Der Berliner Segler-Verein 1907 e.V., wie er sich heute präsentiert, ist aus der Fusion zweier Berliner Tradionssegelvereine hervorgegangen. Am 9. März 2011 haben der Havel-Club e.V. und der Berliner Segler-Verein e.V. ihre Verschmelzung im Vereinsregister eintragen lassen. Als gemeinsamer Vereinsname wurde der Name Berliner Segler-Verein 1907 e.V. gewählt. Sitz des Vereins wurde das Vereinsgelände des Havel-Club: Am Großen Wannsee 36, 14109 Berlin.

Berliner Segler-Verein 1907 e.V.

Die Gründung dieses Traditionsvereins geht auf das Jahr 1907 zurück. Der Verein hatte seinen Ursprung in Grünau an der Dahme.

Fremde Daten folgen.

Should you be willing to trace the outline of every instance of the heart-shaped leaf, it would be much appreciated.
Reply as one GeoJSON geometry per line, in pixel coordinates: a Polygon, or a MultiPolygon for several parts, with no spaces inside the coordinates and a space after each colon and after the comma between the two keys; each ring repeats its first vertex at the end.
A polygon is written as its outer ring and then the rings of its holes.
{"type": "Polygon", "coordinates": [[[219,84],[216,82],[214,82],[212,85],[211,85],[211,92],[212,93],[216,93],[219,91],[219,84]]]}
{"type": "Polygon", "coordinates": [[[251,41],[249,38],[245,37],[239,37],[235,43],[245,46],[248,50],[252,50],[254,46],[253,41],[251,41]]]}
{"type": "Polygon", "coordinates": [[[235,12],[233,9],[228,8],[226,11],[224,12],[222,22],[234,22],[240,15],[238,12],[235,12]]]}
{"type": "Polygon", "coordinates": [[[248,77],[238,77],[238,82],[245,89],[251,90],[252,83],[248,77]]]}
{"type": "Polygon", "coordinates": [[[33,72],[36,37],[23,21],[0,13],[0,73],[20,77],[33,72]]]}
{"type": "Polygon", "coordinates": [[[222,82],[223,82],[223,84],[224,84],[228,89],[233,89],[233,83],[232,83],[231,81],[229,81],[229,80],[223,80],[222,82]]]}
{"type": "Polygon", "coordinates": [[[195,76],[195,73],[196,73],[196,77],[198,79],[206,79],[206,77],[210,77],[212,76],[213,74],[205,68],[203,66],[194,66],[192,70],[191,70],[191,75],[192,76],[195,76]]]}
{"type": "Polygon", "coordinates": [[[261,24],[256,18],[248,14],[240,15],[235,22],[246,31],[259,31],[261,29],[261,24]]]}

Durch die Teilung Berlins nach dem Ende des Zweiten Weltkrieges verlor der Verein sein angestammtes Revier und sein Vereinsgelände in Berlin Grünau.

Zum Zeitpunkt der Fusion war der Verein auf wenige Mitglieder geschrumpft, und aus eigener Kraft und ohne Gelände nicht in der Lage zu expandieren.

Havel-Club e.V.

Der Havel-Club e.V. wurde am 15. August 1972 durch eine Gruppe segelbegeisterter Berlinerinnen und Berliner gegründet. Das Vereinsgelände wurde von der Stadt Berlin gepachtet. Im Laufe der Jahre wuchs der Havel-Club e.V auf über 150 Mitglieder, baute eine eigene Steganlage, renovierte das Vereinshaus größtenteils in Eigenleistung, erwarb vereinseigene Boote und engagierte sich in der Kinder- und Jugendarbeit. 

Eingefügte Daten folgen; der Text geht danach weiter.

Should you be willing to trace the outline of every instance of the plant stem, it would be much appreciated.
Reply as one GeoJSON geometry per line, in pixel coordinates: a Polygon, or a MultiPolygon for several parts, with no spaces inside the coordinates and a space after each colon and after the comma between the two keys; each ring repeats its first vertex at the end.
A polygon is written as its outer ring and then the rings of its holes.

Villa auf dem Vereinsgelände am Grossen Wannsee 36

Das vom englischen Landhausstil beeinflusste neoklassizistisch gehaltene Vereinshaus wurde 1898 von dem Friedenauer Architekten Otto Hoffmann für Major Carl von Reclam errichtet und 1924 an den Berliner Textilkaufmann Eugen Brasch verkauft.1926/27 baute der Berliner Architekt Hermann Muthesius (Architekturtheoretiker der gemässigten Moderne) das Haus zu dem heutigen Landhaus von etwa doppeltem Volumen für die Familie Brasch um. Das denkmalgeschützte Haus gehört zur Villenkolonie Alsen und gilt als Kompromiss zwischen Muthesius´ angestrebter Sachlichkeit und dem Repräsentationswunsch des Eigentümers. Die Villa zählt zu den letzten Entwürfen des  Architekten, der 1927 bei einem Unfall verstarb. Nach dem 2. Weltkrieg erwarb die Stadt Berlin das Grundstück am Großen Wannsee 36; 2011 wurde das Vereinsgelände dann durch den BSV1907 e.V. käuflich erworben.